Flattening Complex XML Elements

Most stages in a dataflow require data to be in a flat format. This means that when you read hierarchical data from an XML file into a dataflow, you will have to flatten it if the data contains complex XML elements. A complex XML element is an element that contain other elements or attributes. For example, in the following data file the <address> element and the <account> element are complex XML elements:

<customers>
    <customer>
        <name>Sam</name>
        <gender>M</gender>
        <age>43</age>
        <country>United States</country>
        <address>
            <addressline1>1253 Summer St.</addressline1>
            <city>Boston</city>
            <stateprovince>MA</stateprovince>
            <postalcode>02110</postalcode>
        </address>
        <account>
            <type>Savings</type>
            <number>019922</number>
        </account>
    </customer>
    <customer>
        <name>Jeff</name>
        <gender>M</gender>
        <age>32</age>
        <country>Canada</country>
        <address>
            <addressline1>26 Wellington St.</addressline1>
            <city>Toronto</city>
            <stateprovince>ON</stateprovince>
            <postalcode>M5E 1S2</postalcode>
        </address>
        <account>
            <type>Checking</type>
            <number>238832</number>
        </account>
    </customer>
    <customer>
        <name>Mary</name>
        <gender>F</gender>
        <age>61</age>
        <country>Australia</country>
        <address>
            <addressline1>Level 7, 1 Elizabeth Plaza</addressline1>
            <city>North Sydney</city>
            <stateprovince>NSW</stateprovince>
            <postalcode>2060</postalcode>
        </address>
        <account>
            <type>Savings</type>
            <number>839938</number>
        </account>
    </customer>
</customers>

The following procedure describes how to use Splitter stages to flatten XML data containing multiple complex XML elements.

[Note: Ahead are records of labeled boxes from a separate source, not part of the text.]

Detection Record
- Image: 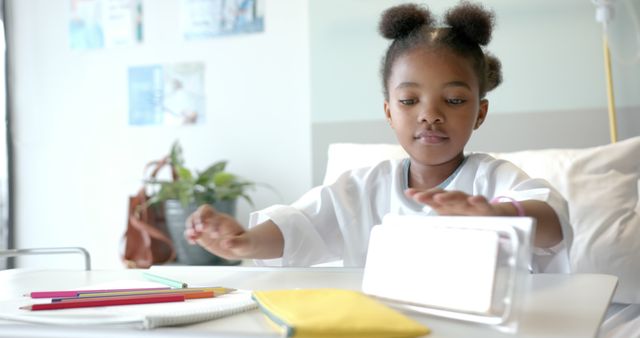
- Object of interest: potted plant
[146,141,255,265]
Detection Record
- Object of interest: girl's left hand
[405,188,500,216]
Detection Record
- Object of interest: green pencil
[142,272,188,288]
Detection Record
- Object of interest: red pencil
[51,290,215,303]
[20,293,185,311]
[25,287,169,298]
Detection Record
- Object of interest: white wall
[8,0,311,268]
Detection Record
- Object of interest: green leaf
[175,166,193,181]
[169,140,184,166]
[213,171,236,187]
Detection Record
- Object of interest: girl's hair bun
[445,1,495,46]
[378,4,434,39]
[484,52,502,92]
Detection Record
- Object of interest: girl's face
[384,48,488,166]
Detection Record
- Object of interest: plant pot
[164,200,241,265]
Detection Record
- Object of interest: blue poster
[129,63,205,126]
[180,0,264,40]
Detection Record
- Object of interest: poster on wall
[180,0,264,40]
[69,0,143,49]
[129,62,205,126]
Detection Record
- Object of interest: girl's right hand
[184,205,252,259]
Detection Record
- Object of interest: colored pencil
[78,287,235,298]
[20,293,185,311]
[24,287,170,298]
[51,291,215,303]
[142,272,188,288]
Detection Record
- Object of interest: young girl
[185,2,571,272]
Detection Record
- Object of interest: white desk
[0,266,617,338]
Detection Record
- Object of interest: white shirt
[249,153,572,272]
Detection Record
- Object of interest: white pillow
[492,137,640,303]
[324,137,640,303]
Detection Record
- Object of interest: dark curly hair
[379,1,502,100]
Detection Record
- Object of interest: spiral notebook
[0,282,257,329]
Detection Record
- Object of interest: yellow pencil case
[253,289,429,338]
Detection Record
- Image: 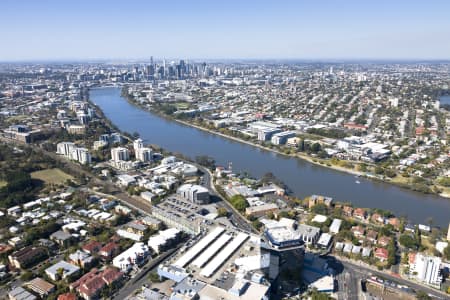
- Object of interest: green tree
[217,207,228,217]
[444,245,450,260]
[399,234,419,249]
[230,195,248,212]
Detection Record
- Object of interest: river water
[90,87,450,228]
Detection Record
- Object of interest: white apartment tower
[56,142,76,157]
[135,147,152,162]
[70,148,91,165]
[111,147,130,161]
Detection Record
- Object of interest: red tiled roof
[100,242,119,253]
[70,268,98,289]
[58,293,77,300]
[83,241,102,253]
[375,248,389,259]
[77,276,106,296]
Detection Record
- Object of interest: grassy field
[31,169,73,184]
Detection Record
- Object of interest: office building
[177,184,209,204]
[133,139,144,153]
[134,147,153,162]
[69,147,92,165]
[410,253,442,287]
[56,142,76,157]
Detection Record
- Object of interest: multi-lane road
[340,260,448,299]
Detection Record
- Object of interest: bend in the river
[90,87,450,227]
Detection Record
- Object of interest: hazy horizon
[0,0,450,62]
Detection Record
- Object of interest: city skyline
[0,1,450,61]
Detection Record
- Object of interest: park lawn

Note: If your data contains a single complex XML element, you can use a single Splitter stage to flatten the data by simply connecting the Read from XML stage to the Splitter stage. You do not need to use the Broadcaster and Record Combiner stages as described in this procedure for data files containing a single complex XML element.
  1. Add a Read from XML stage to your data flow and configure the stage. For more information, see Read From XML.
  2. Add a Broadcaster stage and connect Read from XML to it.
  3. Add a Splitter stage for each complex XML element in your data.
  4. Connect the Broadcaster stage to each Splitter.
  5. Add a Record Combiner stage and connect each Splitter to it.

    You should now have a data flow that looks like this:

  6. Double-click the first Splitter stage to open the stage options.
  7. In the Split at field, select one of the complex fields. In the example data file above, this could be the address field.
  8. Click OK.
  9. Configure each additional Splitter stage, selecting a different complex XML element in each Splitter's Split at field.

The data flow is now configured to take XML input containing records with complex XML elements and flatten the data. The resulting records from Record Combiner can be sent to any stage that requires flat data. For example, you could attached the Record Combiner stage to a Validate Address stage for address validation.